Il 19 settembre, a Napoli, ci si reca in cattedrale per pregare ed attendere che San Gennaro faccia il miracolo, che il suo sangue si sciolga in segno di buon auspicio. Chi partecipa alla funzione lo fa per i motivi più disparati: per fede, per devozione, per tradizione, per accattivarsi qualche simpatia o, semplicemente, per incontrarsi. Io ho incontrato lo sguardo di Antonio Bassolino ed ho pensato al centro sinistra italiano. Un pensiero tutto mio, s’intende, solo stimolato dall’inconsapevole personaggio politico che mi sono trovato di fronte.

Lungi dall’esprimere in questa sede giudizi su colui che è stato deputato, sindaco di Napoli, Ministro del lavoro e della previdenza sociale nel primo governo D'Alema e presidente della Regione Campania, su una personalità che come poche altre ha incarnato a torto o a ragione la rinascita e la decadenza del capoluogo partenopeo, su una figura che ha attirato su di sé speranze e delusioni, un paragone con la parabola del centro sinistra italiano non è peregrino.

In un passato non troppo lontano, il centro sinistra ha avuto l’onore e l’onere di gestire la cosa pubblica diverse volte in Italia, a Napoli ed in Campania per molto più tempo. Quel centro sinistra, oggi, è smarrito, come mi è apparso smarrito il buon Bassolino immortalato nella foto in cattedrale. Il centro sinistra, nell’ultimo decennio, identificato grossomodo con il Partito Democratico (PD), ha attirato consensi, ha aggregato persone delle più disparate estrazioni sociali e culturali, è stato una fucina di idee progressiste, ha portato avanti delle riforme, ha gestito il potere, tanto potere.

Oggi, il centro sinistra, quel che ne resta, non è sull’altare maggiore del Duomo di Napoli tra tutti gli onori, come invece era sua abitudine, ma tra la gente comune assiepata nella navata della chiesa, ignorato da tutti i fedeli, impegnati a scattare foto con il telefonino per consegnarsi alla realtà virtuale più che a quella reale. Il centro sinistra è incredulo di dove sia finito, forse a disagio in mezzo a quella folla che una volta lo cercava e che esso sapeva comprendere e guidare, un centro sinistra sicuramente triste per come sono andate le cose, rassegnato all’ineluttabile declino.

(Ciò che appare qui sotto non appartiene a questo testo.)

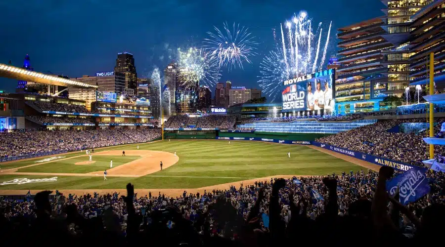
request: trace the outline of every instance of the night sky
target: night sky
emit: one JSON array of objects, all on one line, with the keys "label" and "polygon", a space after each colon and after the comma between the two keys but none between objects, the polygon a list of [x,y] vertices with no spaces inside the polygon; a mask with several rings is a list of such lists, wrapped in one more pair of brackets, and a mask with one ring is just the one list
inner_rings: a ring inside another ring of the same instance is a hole
[{"label": "night sky", "polygon": [[[113,70],[117,53],[128,51],[138,77],[147,77],[155,67],[163,71],[177,47],[202,45],[214,26],[236,22],[256,37],[259,55],[244,70],[223,69],[221,82],[258,88],[260,62],[274,45],[272,29],[294,13],[332,21],[329,57],[338,28],[382,16],[384,7],[378,0],[0,1],[0,63],[21,67],[27,53],[36,71],[80,77]],[[0,78],[0,90],[14,92],[16,85]]]}]

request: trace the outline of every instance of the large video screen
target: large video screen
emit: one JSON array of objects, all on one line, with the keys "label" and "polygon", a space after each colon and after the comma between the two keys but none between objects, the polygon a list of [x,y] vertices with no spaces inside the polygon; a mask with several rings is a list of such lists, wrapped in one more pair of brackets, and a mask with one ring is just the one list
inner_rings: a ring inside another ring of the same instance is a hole
[{"label": "large video screen", "polygon": [[320,71],[285,81],[282,91],[282,112],[335,109],[335,70]]}]

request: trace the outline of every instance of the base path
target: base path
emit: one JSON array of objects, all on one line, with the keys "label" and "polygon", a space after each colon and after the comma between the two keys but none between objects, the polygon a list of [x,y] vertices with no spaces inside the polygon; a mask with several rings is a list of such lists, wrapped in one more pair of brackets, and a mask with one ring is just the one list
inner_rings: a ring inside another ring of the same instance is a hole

Il PD, che era diventato il perno del sistema politico italiano, è passato dalla vocazione maggioritaria alla marginalità. Del resto, «con questi dirigenti non vinceremo mai», diceva Nanni Moretti. Pare che con questa classe dirigente si sia non vinto, eppure si abbia governato, infine si abbia perso. Saprà questa classe dirigente ritrovare il senso dello stare assieme e l’identità del PD? O meglio, saprà riconfigurare l’identità che il PD rappresentava e che aveva attirato tante energie da tutta Italia? Non credo. Molte delle idee fondative di quel moderno partito progressista sono ancora valide ma è necessario un rinnovamento completo della classe dirigente a tutti i livelli.

In Italia bisogna tornare alla serietà ed il centro sinistra può elaborare delle proposte serie per affrontare questioni quali la denatalità, la sostenibilità del welfare, una buona gestione dei fondi europei, la tassazione in Italia dei colossi del web, la diminuzione del lavoro grazie alla robotica e all’intelligenza artificiale, una strategia per uscire dalla spirale del rancore che ci avvolge.

Non è questa la sede per sviluppare un’analisi approfondita ma, indubbiamente, chi ha passione per la politica, sia questi un militante o un dirigente di partito, si ritrova smarrito e si domanda come sia potuto accadere tutto ciò. Forse prega, chiede un segno dal cielo, fa appello a San Gennaro. Allora, San Gennaro, fai il miracolo! Resuscita il PD! Perché c’è ancora bisogno di sinistra in Italia e in Europa, come c’è bisogno di un centro destra che si contrapponga ad un centro sinistra in un confronto onesto all’insegna del rispetto reciproco e della verità.